Wen, Zhijian

Bayesian modelling for glass refractive index

Wen Zhijian1, James Curran1, Sallyann Harbison2, and Douglas Elliot2

1. Department of Statistics, The University of Auckland

2. Institute of Environmental Science and Research Ltd, Auckland

Glass is a common type of evidence in forensic science. Broken glass recovered from a particular suspect may have simliar physical common characteristics with glass collected at a crime scene and therefore can be used as evidence. Statistical treatment of this evidence involves computing a measure of the weight of evidence. This may be done in Bayesian framework that incorporates information from the circumstances of the crime. One of the most crucial quantities in this calculation is the assessment of the relative rarity the characteristics of the glass - essentially the probability distribution used to model the physical characteristics of recovered glass. Typical characteristics used in case work are the chemical profile of glass and the refractive index measurement. There is a considerable body of scientific literature devoted to the modelling of this information. Aitken and Lucy (2004) described a multivariate kernel density estimation to analyse the chemical profile of glass. Lucy and Zadora (2011) used kernel density estimation to model the change of the refractive index before and after annealing procedures. Our aim is to construct a Bayesian semi-parametric model, the Dirichlet Process Mixture Model, to model the glass refractive index measurement. The results of the analysis can be used to compute the density of such quantity given certain refractive index and extra information on the source glass.
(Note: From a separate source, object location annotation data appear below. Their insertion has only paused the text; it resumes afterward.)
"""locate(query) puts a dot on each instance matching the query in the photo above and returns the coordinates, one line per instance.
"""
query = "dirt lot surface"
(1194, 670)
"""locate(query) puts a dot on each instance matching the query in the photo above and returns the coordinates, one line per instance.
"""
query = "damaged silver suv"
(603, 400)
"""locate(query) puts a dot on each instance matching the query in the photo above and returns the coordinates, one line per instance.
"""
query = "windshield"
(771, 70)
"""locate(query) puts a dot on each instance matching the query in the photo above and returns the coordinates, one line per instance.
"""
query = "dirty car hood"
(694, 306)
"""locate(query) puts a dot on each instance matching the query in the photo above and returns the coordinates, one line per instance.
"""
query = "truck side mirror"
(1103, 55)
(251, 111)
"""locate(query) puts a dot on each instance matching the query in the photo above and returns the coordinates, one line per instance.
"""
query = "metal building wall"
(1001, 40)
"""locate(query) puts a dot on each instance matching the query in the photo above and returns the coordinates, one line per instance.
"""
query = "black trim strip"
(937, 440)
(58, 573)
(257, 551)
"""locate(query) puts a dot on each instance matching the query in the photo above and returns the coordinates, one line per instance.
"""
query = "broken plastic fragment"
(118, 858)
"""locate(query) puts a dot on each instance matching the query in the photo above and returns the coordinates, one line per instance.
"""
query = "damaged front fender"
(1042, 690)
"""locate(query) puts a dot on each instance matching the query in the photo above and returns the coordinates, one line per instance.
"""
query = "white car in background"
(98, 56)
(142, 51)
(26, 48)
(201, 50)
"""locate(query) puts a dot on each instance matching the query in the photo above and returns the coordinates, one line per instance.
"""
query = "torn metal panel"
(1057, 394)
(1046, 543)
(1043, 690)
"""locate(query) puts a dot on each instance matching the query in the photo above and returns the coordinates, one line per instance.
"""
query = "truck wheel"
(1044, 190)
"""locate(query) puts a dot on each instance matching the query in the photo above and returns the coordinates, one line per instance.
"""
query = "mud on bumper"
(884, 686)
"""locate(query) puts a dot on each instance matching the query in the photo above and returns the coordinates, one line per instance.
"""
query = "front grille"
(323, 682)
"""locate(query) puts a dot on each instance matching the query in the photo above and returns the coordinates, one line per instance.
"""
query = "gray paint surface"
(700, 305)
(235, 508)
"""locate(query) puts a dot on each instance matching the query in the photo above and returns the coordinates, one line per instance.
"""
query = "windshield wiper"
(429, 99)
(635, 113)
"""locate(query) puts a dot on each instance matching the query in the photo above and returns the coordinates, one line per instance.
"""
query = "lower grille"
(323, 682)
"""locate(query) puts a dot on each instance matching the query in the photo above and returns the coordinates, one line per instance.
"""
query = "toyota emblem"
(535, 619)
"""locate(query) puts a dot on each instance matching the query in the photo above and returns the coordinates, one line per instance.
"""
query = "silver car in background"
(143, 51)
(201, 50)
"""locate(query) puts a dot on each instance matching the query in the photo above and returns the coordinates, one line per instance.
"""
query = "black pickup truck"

NZSAStudent This presentation is eligible for the NZSA Student Prize.


Aitken, Colin GG, and David Lucy. 2004. “Evaluation of Trace Evidence in the Form of Multivariate Data.” Journal of the Royal Statistical Society: Series C (Applied Statistics) 53 (1). Wiley Online Library:109–22.

Lucy, David, and Grzegorz Zadora. 2011. “Mixed Effects Modelling for Glass Category Estimation from Glass Refractive Indices.” Forensic Science International 212 (1-3). Elsevier:189–97.